Rape Culture.
This is a pretty common utterance of feminists, who due to pushback against their lies, can no longer get away with claiming all men are rapists. But it’s the same message – the phrase “rape culture” and the implication that this culture is a rape oriented culture is the exact same claim.
But it’s such obvious nonsense that much of the time sane human beings who aren’t MRAs allow this disgusting hate fuelled agitprop to pass without immediate challenge. And that’s the intention. When sane humans are told something that’s obvious nonsense, they dismiss it because it doesn’t need to be rebuked. Unfortunately, one of the funny things about people is that we don’t have to agree with things in order to buy into them as elements of our reality. Repetition of a statement, even an obviously false statement such as “they hate us for our freedom,” if continued for long enough is known to slide past the bullshit filter most sane people employ – and enter the the unshakable bedrock of their subconscious belief system.
Unfortunately – this is the trick being played on all of us whenever we hear that asinine phrase built to incite hatred and fear in women, and shame and compliance from men. But if we’re paying attention – what becomes evident is that we’re being trained, all of us, adults and children, men and women, to migrate our world view to one built on hate, and fear and shame.
That means, that if we want to chose our world, rather than being led like cattle into a violent, paranoid nightmare where we’re all walled off from one another by barriers made of deliberately fabricated hate – we have to address and rebut the disguised hate propaganda when we hear it from its promulgators.
Here’s where I have to step carefully. Ive just spent the last few minutes decrying a growing tendency to indulge in hate – and now Im going to have a go at the people promoting it.
According to the United States Department of Justice, Bureau of Justice Statistics – who track rates of offense among types of violent crime; For serious violent crime excluding murder, they identify rape and sexual assault, Robbery, and nonsexual assault, including simple assault and aggravated assault as the three main categories of offence.

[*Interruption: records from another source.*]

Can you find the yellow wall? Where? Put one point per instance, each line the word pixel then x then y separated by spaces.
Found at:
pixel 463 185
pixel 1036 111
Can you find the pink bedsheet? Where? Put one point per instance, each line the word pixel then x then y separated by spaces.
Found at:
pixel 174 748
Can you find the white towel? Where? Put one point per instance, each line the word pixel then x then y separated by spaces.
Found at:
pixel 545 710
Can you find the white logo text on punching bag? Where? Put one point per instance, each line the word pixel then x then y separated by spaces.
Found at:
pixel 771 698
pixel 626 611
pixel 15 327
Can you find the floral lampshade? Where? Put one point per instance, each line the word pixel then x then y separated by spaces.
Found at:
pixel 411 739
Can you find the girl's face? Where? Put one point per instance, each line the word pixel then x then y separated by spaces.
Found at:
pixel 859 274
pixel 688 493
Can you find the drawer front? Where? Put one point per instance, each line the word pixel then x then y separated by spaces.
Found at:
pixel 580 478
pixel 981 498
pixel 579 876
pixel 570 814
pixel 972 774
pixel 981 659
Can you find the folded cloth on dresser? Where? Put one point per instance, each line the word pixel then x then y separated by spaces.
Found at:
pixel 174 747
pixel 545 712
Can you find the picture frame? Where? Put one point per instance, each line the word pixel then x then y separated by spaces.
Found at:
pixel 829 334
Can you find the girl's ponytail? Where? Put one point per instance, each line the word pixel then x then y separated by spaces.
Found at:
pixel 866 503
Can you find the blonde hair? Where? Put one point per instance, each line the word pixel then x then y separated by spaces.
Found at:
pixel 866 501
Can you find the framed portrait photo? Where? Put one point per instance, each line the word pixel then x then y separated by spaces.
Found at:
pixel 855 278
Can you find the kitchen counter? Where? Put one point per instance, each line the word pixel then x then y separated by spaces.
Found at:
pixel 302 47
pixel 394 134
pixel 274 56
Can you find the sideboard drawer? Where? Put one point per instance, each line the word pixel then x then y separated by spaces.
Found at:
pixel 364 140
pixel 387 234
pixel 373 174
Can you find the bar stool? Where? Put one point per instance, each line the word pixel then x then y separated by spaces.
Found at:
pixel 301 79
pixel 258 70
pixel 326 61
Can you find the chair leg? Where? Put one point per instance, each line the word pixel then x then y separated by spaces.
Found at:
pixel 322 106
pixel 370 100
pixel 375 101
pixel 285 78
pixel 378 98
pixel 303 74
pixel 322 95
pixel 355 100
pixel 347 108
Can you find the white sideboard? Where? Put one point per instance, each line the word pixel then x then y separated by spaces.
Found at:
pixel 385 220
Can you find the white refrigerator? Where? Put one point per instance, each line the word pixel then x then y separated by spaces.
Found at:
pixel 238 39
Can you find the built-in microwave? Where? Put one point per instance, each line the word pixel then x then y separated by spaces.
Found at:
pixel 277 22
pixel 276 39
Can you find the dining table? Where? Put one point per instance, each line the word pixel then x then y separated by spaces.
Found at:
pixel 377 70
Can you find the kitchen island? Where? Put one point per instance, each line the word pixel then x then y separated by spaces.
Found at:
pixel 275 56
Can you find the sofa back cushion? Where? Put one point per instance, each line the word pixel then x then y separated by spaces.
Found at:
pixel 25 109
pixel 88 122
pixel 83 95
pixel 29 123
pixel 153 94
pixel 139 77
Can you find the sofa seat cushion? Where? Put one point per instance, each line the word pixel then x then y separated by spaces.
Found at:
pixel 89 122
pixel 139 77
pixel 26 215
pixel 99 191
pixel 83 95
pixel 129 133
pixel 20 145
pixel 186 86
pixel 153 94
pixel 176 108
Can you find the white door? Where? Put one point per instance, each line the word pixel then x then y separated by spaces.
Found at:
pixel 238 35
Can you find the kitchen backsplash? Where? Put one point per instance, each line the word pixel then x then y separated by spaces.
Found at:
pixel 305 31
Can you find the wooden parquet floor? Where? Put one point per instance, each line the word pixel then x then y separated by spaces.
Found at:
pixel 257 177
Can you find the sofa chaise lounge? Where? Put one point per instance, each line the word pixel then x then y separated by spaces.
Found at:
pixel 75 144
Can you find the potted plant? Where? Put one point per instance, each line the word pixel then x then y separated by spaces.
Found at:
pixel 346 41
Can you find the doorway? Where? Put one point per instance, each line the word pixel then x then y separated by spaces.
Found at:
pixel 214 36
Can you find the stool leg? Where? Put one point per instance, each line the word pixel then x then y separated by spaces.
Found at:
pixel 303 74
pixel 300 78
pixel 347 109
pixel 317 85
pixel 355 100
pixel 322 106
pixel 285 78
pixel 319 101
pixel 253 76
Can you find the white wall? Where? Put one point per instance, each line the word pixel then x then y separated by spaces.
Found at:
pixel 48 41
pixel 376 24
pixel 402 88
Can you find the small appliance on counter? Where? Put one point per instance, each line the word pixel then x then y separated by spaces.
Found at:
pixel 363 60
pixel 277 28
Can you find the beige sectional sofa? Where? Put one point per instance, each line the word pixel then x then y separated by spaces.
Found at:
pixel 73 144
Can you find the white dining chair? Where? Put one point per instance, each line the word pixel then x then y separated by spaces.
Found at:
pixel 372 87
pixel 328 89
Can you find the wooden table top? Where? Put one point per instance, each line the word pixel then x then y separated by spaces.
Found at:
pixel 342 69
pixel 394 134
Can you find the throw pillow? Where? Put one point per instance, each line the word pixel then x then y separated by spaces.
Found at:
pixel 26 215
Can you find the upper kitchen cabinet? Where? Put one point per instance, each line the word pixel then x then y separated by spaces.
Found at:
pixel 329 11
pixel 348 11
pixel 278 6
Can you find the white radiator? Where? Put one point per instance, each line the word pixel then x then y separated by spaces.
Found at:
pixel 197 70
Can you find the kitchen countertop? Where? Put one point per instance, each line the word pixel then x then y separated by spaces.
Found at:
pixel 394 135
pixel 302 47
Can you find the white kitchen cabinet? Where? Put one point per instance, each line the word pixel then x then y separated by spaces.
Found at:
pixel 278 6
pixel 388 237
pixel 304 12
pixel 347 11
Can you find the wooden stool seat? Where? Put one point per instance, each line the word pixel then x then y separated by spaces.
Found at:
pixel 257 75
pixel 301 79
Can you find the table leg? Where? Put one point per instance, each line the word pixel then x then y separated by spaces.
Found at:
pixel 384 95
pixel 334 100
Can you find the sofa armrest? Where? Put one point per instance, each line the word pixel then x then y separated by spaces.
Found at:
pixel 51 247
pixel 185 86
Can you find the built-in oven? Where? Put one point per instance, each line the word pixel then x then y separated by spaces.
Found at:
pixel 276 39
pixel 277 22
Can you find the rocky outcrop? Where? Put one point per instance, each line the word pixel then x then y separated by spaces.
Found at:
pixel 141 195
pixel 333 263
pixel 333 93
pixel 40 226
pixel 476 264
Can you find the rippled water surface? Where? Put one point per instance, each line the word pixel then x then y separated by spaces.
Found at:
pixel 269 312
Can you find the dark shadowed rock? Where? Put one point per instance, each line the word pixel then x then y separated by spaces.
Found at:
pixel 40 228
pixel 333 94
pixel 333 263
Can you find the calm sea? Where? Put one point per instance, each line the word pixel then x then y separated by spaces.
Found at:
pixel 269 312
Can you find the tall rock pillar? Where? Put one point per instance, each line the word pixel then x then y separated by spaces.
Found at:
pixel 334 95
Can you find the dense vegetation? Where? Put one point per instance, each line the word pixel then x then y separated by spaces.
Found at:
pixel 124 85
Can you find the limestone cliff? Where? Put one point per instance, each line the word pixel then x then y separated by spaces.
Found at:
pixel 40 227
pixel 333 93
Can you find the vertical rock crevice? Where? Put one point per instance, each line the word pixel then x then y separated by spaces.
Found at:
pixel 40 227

In 2010 there were 2,400,000 simple assaults – 725,000 aggravated assaults. There were also 480,00 robberies. And bringing up the rear we have rape and sexual assaults which combined totalled 188,000 incidences of criminal victimization. Combined, rape and sexual assault occur in our society at the lowest rates of statistically tracked violent crime, 2.5 times lower then the next lowest category.
It took me longer to read that data to you than it took me to look it up using google.
Anyone uttering the phrase “rape culture” in a context other than to rebuke it, is therefore either hopelessly stupid, ignorant and lazy, or they are willfully and knowingly promoting a disgusting lie intended to promote fear , hatred and ultimately violence.
I don’t like the idea of hate crime laws. I have always suspected that consideration of political or personal ideology in the sentencing or determination of guilt in the commission of a crime creates a system almost guaranteed to be abused by whoever can claim knowledge of motivation.
In fact –laws commonly thought of as hate-crime laws are those which criminalize motivation rather than criminal actions. And this is treads very close to Orwell’s thought crime. However, having been on the receiving end of a great deal of rhetoric framed by ideologues with an intent to promote hatred and violence against men, I begin to see the temptation to strengthen “hate crime” as an element of our society’s legal framework. An example of rhetoric intended to promote hatred and violence can be found on the Huffington post website, where Pauline Lowry quite openly advocates women murdering their husbands. I’m not making that up, although by the time you read this, some responsible adult over at huffpo might have realized that advocating murder reflects poorly on journalistic integrity and revised the article.
But surely, calling for the mass murder of a segment of the population qualifies as a hate crime – and should be prosecuted as such. Actually, no. We do not need to start prosecuting individuals for their thoughts. In fact, I would argue that this already happens, and we should oppose it, even in cases of male-targeting thought crime. However, public identification and outing of the rhetoric and ideology of hate movements – like what big box feminism has become; is wholly justified, and necessary.
It’s necessary because an increasing fraction of the “sane” general public view reality through the perceptual lens supplied by big box feminism through mainstream media. Does anyone remember when feminism was the radical notion that women are people? The short answer being of course, no, because “women are people” has never been a radical notion.
Another notion which grew from the women-good – men-bad doctrine is sadly no longer radical. Namely that men are not people. The organized dehumanization of men is a real and escalating phenomena in our culture, which has an end point taking no predictive power to see.